Luling native co-founds opera group

Christina Vial
Christina Vial in the midst of an on-stage performance.

Christina Vial has performed on stage countless times, in venues large and small. But a recent performance still gave her some pretty mean butterflies in her stomach.

The Luling native had moved to New York to work with famed opera teacher Bill Schuman and found great success, but after several years of performance, she stepped away from the spotlight to move back to hometown and raise a family with her husband.

But after 10 years on the sideline, she was going to be back on the stage, performing as part of a concert put on by Opus Opera, a group she helped found, and alongside Brian Hymel, an Opus Opera co-founder and a recording artist with Warner Classics who has found stardom performing on major stages worldwide.

“Every morning I’d wake up and thought I was going to be sick,” Vial said. “My husband told me, ‘hey, you’ve got this,’ but I hadn’t sung in front of people in years, besides a wedding or funeral here and there. And I’d be performing next to Brian … it just raised the stakes. I was incredibly anxious about it.”

Vial holds her singing to a high standard, but after the performance, she felt she did just fine. She also hopes her performances help elevate Opus Opera events to a level that inspires those who attend, particularly young people.

That’s always been the goal behind the idea for the group, which was formed by Vial and her husband, Patrick Comer, Hymel and Irini Kyriakidou, a highly accomplished soprano. The four were discussing ways to widen opera’s appeal and introduce it to different audiences. The plan started to truly formulate at a barbeque at Hymel’s home, fueled by the premise that “it’s New Orleans, just add alcohol.”

“Opera audience is dying,” Vial said. “Like Brian says, if his kids want to be opera singers, we want to have an audience for them. That won’t be the case if nothing changes.”

The group aims to create new experiences for people by pairing vocal music with other creative art forms. Opus Opera’s website describes their events as a way to draw people to see these performances in non-traditional venues to brush off the stigma of stuffiness that makes the classical art world less accessible to a wider audience.

It began with a wine event last year that paired French Opera and French wine. Another event carried a theme representing the philosophy of music, and another concert was collaboration between opera and circus art.

Opus Opera has also held a talk and performed a demonstration at the St. Charles Parish East Bank library.

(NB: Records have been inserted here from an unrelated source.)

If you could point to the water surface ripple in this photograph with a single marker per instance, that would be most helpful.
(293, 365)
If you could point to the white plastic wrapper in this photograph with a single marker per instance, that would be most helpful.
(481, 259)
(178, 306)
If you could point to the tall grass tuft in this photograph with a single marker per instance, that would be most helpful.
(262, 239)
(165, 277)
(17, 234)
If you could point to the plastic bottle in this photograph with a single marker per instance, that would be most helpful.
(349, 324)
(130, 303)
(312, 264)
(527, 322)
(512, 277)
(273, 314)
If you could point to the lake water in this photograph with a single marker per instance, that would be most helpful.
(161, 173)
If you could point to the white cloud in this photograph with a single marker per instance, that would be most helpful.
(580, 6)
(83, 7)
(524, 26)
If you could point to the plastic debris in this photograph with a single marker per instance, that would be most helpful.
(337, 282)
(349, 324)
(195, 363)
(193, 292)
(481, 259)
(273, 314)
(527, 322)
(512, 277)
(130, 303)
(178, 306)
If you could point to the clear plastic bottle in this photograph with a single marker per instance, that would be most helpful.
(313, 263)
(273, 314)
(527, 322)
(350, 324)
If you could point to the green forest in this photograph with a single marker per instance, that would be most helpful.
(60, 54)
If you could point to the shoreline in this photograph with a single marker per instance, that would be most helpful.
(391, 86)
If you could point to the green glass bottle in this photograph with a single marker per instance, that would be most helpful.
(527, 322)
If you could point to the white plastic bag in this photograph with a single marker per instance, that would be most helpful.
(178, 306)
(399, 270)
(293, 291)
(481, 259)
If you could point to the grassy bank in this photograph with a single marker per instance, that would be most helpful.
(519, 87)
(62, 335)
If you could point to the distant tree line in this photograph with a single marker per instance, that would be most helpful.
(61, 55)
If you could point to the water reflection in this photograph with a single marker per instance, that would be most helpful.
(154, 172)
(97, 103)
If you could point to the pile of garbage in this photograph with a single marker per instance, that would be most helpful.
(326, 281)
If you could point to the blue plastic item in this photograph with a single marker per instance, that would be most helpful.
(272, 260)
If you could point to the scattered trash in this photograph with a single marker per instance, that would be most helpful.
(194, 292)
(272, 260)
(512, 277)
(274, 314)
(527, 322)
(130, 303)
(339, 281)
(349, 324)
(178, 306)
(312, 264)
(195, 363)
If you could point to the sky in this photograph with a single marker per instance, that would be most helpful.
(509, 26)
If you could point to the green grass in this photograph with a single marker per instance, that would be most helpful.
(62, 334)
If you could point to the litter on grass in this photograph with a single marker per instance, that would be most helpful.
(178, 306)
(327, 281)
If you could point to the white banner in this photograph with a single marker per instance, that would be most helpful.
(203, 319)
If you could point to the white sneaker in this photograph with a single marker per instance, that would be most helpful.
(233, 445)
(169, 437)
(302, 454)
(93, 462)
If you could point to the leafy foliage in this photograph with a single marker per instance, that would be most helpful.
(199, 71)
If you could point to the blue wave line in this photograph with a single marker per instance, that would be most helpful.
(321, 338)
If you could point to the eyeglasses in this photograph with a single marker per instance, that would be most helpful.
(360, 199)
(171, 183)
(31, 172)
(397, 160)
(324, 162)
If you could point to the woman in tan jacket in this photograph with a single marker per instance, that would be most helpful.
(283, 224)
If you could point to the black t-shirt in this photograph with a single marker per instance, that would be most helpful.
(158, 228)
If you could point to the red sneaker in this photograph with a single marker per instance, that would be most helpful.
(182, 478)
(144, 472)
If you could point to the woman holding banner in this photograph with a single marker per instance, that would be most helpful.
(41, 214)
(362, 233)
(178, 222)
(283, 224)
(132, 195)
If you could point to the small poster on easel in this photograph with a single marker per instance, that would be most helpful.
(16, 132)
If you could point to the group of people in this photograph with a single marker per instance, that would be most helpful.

“At our next wine event, I saw a couple of young people (from the library) and I felt, ‘mission accomplished,’” Vial said. “That’s what this is all about. People think they don’t know opera or don’t want to see it, but when they see it in a different venue and get to experience those goosebumps and hair-raising moments, it can really ‘wow’ them.”

Singing professionally didn’t always seem in the cards for Vial, who originally went to school to study medicine and follow in the footsteps of her father, the late Dr. David Vial.

One of twelve Vial siblings, Christina said her father had somewhat rigid plans for his children initially.

“He was a Depression baby, and he wanted us to be able to support ourselves,” she said. “So we had three choices: medicine, law or business.”

Eventually, her desire to perform overwhelmed plans to go into medicine. She changed her major to voice at the University of the South in Sewanee, Tennessee, and went on to enter the San Francisco Conservatory of Music to study operatic performance.

Her father was a tough sell.

“It took a little coaxing,” she said with a laugh. “When I told him I wanted to go into music, he was not happy. He didn’t think I’d be able to support myself singing, so I got a lot of resistance when I wanted to become a music major.”

But he did indeed come around.

“When he started hearing me do more, he was fully in and amazingly supportive,” Vial said. “I couldn’t have done it without my dad.

“Of the 12 of us, I’m the only musician, and we all had to take piano. It was just thought of as a hobby. When I moved back to Luling, people know me as Dr. Vial’s daughter and they’ll say, ‘Oh, you’re the singer.’”

Vial thought she was done with performing for good when she returned home. She had Patrick have three children, all aged within four years of one another.

“He never asked me to give it up, but I didn’t feel like I could do both,” Vial said. “My husband started a company and is traveling constantly … there just wasn’t room for it.”

Opus Opera, unexpectedly, triggered her comeback, and now she gets to enjoy both worlds.

And the cause seems to be taking off, Opus Opera now having garnered attention nationally from publications like the New York Times and San Francisco Chronicle.

“It’s kind of getting big, and the whole thing has just been really cool to be a part of,” Vial said.